Amos Chanda Tells Opposition To 'Get Over' Con Court Ruling


Presidential spokesperson Amos Chanda has advised the consortium of opposition political parties to come to terms with the Constitutional Court ruling that President Edgar Lungu is eligible to contest the 2021 elections.

Chanda said it was undemocratic for the consortium of opposition political parties to attempt to protest the decision of the Constitutional Court as it was final.

He advised them to not only accept decisions that were in their favour but also do the same for unfavourable decisions.

“…to attempt and disrupt this constitutional order is undemocratic which is what the President regrets in the actions of the opposition that when you go to court and a decision is dispensed you must move on go to the next election,” he said.
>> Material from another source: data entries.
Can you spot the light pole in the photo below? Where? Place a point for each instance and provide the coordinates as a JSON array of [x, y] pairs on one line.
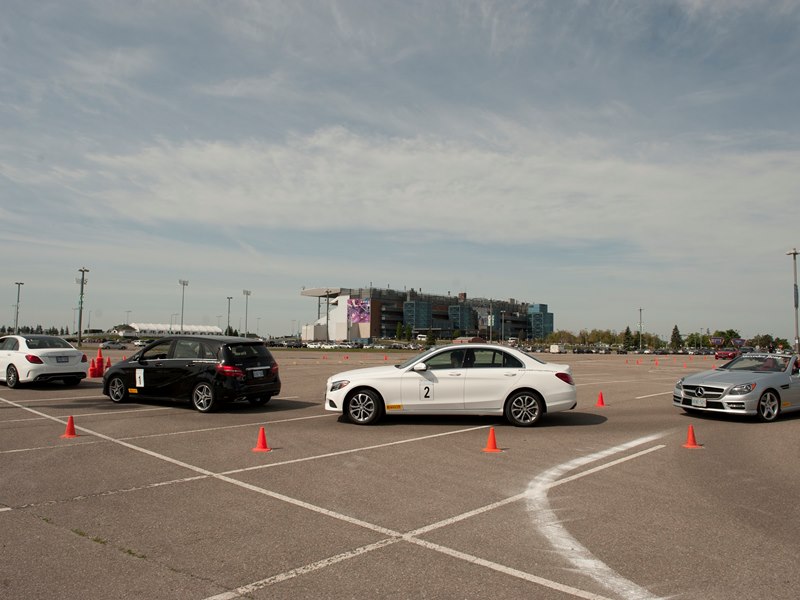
[[793, 254], [246, 298], [19, 284], [640, 331], [183, 283], [83, 271], [228, 330]]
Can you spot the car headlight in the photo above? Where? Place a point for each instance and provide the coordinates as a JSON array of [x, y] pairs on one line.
[[744, 388], [337, 385]]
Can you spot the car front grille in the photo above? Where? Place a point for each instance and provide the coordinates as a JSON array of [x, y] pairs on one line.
[[709, 404], [709, 392]]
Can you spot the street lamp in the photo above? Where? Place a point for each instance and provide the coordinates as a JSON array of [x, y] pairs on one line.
[[83, 271], [183, 283], [246, 298], [640, 330], [19, 284], [793, 254]]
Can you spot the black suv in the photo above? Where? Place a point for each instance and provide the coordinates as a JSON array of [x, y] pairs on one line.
[[207, 370]]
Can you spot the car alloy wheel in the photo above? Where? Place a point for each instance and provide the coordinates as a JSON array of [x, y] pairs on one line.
[[116, 390], [524, 409], [12, 377], [769, 406], [364, 407], [203, 397]]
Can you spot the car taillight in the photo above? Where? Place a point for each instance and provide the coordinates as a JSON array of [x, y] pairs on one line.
[[230, 371], [566, 378]]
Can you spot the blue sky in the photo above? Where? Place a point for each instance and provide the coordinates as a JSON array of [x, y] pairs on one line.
[[595, 156]]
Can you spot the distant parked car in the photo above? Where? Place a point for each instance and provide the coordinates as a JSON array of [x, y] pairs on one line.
[[764, 385], [207, 370], [35, 358], [111, 345]]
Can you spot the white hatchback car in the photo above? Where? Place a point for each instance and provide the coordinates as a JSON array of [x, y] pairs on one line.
[[460, 379], [36, 358]]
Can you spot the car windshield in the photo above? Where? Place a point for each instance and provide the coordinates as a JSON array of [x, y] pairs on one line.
[[39, 343], [417, 357], [769, 363]]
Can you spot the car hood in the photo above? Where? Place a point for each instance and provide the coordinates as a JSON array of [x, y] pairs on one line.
[[366, 372], [723, 378]]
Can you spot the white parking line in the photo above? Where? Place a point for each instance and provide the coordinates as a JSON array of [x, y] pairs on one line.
[[654, 395], [536, 495], [565, 544]]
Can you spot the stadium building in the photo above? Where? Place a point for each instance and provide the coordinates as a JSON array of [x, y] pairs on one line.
[[345, 314]]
Chanda said the ruling by the Constitutional Court had breathed certainty into Zambia’s political life.

He said that it was now easy for investors to do business under calmer waters in the absence of political uncertainty.

“There has never been this certainty in the history of our country since 2001, that there is a guaranteed full term for the winners to govern,” he said.

“This is the only time when that situation has allowed, because there a President elected under the majoritarian system of 50% plus one threshold and there is also a running mate in the event that the President does not continue for any reason.”

Chanda added: “There is a certainty of tenure that one government, that one party that has been given the mandate will fulfil and see off the mandate for five years.”

A consortium of opposition political parties in concert with the UPND held a press briefing where they announced that they will hold demonstrations against President Lungu’s confirmed eligibility for the 2021 elections.

The Constitutional Court ruled that although President Lungu had contested elections twice including a by-election after President Michael Sata died, he was still eligible to contest in 2021 as his first election did not cover a more than three year period.